As the HIVE Infrastructure Component (IC), the Pittsburgh Supercomputing Center (PSC), the
University of Pittsburgh (Pitt), and Stanford University will provide infrastructure, based on our
flexible hybrid cloud microservices architecture, along with community engagement, that will
support delivery of this vision in the production phase.
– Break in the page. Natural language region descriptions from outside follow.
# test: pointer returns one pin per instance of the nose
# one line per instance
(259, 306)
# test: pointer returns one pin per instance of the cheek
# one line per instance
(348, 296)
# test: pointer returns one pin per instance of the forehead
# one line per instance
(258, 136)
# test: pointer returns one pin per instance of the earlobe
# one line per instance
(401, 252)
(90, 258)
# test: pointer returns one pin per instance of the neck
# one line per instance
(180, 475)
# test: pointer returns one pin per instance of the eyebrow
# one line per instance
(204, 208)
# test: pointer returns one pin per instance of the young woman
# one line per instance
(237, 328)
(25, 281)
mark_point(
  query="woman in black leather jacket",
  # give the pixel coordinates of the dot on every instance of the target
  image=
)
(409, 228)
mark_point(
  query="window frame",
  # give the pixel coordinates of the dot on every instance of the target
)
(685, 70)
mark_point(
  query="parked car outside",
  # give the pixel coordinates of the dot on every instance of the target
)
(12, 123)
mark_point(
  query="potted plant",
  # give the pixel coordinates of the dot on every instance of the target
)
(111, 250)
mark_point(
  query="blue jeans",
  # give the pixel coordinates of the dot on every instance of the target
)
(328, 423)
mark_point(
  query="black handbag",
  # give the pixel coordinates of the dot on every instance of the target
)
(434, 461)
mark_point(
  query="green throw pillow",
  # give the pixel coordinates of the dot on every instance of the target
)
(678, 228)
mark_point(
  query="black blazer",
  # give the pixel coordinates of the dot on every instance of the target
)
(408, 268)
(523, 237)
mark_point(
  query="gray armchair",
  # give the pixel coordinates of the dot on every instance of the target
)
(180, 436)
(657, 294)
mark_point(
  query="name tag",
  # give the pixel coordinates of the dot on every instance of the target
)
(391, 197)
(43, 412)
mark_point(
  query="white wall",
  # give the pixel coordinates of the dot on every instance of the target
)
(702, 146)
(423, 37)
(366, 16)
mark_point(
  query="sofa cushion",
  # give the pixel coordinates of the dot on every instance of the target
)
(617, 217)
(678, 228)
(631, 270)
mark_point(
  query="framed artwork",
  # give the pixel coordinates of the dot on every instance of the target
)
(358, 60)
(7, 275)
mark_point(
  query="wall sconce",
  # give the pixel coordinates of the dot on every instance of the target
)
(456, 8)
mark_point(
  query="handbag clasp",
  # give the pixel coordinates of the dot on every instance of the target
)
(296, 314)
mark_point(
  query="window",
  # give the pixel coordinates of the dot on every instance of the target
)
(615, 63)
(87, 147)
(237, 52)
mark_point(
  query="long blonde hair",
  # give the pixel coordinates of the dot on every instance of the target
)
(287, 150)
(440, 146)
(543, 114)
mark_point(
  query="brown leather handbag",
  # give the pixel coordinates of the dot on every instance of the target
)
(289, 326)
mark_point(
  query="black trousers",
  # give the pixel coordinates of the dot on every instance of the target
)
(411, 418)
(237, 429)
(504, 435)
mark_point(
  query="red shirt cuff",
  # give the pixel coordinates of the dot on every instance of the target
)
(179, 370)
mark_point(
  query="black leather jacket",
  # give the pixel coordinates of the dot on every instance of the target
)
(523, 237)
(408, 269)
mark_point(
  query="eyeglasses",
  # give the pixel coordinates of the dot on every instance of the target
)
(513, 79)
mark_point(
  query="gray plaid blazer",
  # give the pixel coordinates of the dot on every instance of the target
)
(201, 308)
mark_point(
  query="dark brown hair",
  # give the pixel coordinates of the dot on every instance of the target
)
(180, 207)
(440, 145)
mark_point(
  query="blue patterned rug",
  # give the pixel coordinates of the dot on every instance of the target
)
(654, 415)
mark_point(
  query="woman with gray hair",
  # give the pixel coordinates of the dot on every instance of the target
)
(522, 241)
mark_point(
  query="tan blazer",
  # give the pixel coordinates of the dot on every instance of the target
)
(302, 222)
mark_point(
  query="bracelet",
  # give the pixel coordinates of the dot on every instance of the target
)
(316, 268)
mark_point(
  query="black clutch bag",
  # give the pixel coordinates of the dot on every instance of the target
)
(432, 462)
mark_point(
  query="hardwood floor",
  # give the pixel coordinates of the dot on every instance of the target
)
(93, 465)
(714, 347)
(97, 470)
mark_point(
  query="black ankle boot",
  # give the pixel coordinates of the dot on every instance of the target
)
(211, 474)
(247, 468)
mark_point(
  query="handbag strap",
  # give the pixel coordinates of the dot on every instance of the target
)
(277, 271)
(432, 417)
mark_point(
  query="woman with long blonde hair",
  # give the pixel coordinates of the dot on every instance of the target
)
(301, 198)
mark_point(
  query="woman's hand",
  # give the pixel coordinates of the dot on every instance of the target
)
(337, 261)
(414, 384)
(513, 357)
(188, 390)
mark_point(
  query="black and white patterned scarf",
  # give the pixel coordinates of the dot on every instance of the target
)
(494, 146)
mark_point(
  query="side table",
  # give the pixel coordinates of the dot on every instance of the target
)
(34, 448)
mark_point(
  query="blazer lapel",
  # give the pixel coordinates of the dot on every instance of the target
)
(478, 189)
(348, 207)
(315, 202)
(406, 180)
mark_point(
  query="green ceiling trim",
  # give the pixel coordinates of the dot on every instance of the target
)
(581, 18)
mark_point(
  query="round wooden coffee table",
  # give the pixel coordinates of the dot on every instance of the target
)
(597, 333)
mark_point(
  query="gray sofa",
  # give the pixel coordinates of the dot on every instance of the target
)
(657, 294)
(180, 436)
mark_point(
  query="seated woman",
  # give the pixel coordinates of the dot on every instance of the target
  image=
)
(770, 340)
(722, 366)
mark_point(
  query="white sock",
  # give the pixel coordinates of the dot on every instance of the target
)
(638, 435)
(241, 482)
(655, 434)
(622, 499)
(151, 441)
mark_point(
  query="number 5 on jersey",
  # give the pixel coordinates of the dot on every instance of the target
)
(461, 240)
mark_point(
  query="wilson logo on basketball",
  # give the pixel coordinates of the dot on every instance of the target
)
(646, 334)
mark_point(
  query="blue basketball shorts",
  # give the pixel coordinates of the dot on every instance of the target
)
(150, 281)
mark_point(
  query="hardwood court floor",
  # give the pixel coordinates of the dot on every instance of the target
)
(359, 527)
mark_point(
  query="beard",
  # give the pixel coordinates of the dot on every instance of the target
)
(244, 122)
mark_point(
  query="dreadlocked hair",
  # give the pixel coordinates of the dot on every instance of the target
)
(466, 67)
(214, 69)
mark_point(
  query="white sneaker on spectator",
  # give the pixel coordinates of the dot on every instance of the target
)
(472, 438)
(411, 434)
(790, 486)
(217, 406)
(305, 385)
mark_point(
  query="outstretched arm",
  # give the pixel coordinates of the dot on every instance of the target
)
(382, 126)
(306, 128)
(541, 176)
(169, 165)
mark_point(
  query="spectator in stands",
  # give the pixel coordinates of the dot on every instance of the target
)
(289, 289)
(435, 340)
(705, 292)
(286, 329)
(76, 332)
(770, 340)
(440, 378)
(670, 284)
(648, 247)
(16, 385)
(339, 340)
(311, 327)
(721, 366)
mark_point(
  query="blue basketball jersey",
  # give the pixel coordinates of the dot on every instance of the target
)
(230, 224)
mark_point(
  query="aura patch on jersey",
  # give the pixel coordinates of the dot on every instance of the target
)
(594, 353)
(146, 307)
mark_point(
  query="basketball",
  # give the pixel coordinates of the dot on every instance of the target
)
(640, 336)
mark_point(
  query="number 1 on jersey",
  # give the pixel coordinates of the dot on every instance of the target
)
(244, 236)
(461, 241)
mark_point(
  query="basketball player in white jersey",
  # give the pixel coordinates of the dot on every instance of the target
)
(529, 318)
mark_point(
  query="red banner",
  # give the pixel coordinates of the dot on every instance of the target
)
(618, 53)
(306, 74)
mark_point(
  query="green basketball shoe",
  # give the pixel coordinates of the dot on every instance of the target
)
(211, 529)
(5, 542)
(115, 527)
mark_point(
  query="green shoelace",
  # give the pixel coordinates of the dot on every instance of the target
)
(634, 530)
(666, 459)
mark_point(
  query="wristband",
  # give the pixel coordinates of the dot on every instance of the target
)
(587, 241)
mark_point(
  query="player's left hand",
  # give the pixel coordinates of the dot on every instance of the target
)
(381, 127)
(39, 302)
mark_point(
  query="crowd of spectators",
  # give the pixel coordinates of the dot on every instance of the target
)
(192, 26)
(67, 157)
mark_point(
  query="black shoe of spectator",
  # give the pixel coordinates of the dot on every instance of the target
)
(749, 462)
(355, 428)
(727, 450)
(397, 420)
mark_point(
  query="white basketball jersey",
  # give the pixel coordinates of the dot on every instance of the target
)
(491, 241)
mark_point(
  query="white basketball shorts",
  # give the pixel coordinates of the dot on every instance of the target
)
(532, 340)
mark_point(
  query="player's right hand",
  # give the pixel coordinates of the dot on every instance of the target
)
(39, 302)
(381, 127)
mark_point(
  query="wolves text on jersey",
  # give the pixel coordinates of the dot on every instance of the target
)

To accomplish this, we will focus our efforts
in the following key areas: 1) Curation and Ingestion: Increased automation of data ingestion from
HuBMAP data providers, community partners, and the general research community to maximize
efficiency and usefulness for building the HRA; 2) Integration: Automated integration and mapping
of ingested data to the HRA based on data standards; 3) Findability and Accessibility:
Manifestation of backend resources in the modular architecture of APIs and containers, services,
and documentation that minimize user friction in integrated searching, querying,
analyzing/aligning and viewing of tissue maps at multiple spatial scales and among multiple layers
of information; 4) Interoperability: Extension of the HuBMAP Knowledge Graph to translate
HuBMAP data, HRA assets, and community data among one another via ontologies; 5) Analysis:
Infrastructure support to maximally enable users with scalable analyses and workflows among
both HuBMAP and user-contributed data and tools, including integration and mapping against the
HRA; and 6) Sustainability: Sustainment of open tools, data, and infrastructure for reuse beyond
the production phase. We will grow and harden our model for collaboration, coordination, and
engagement led by the IC, with substantial leadership from all HIVE members and participation
from all HuBMAP Members.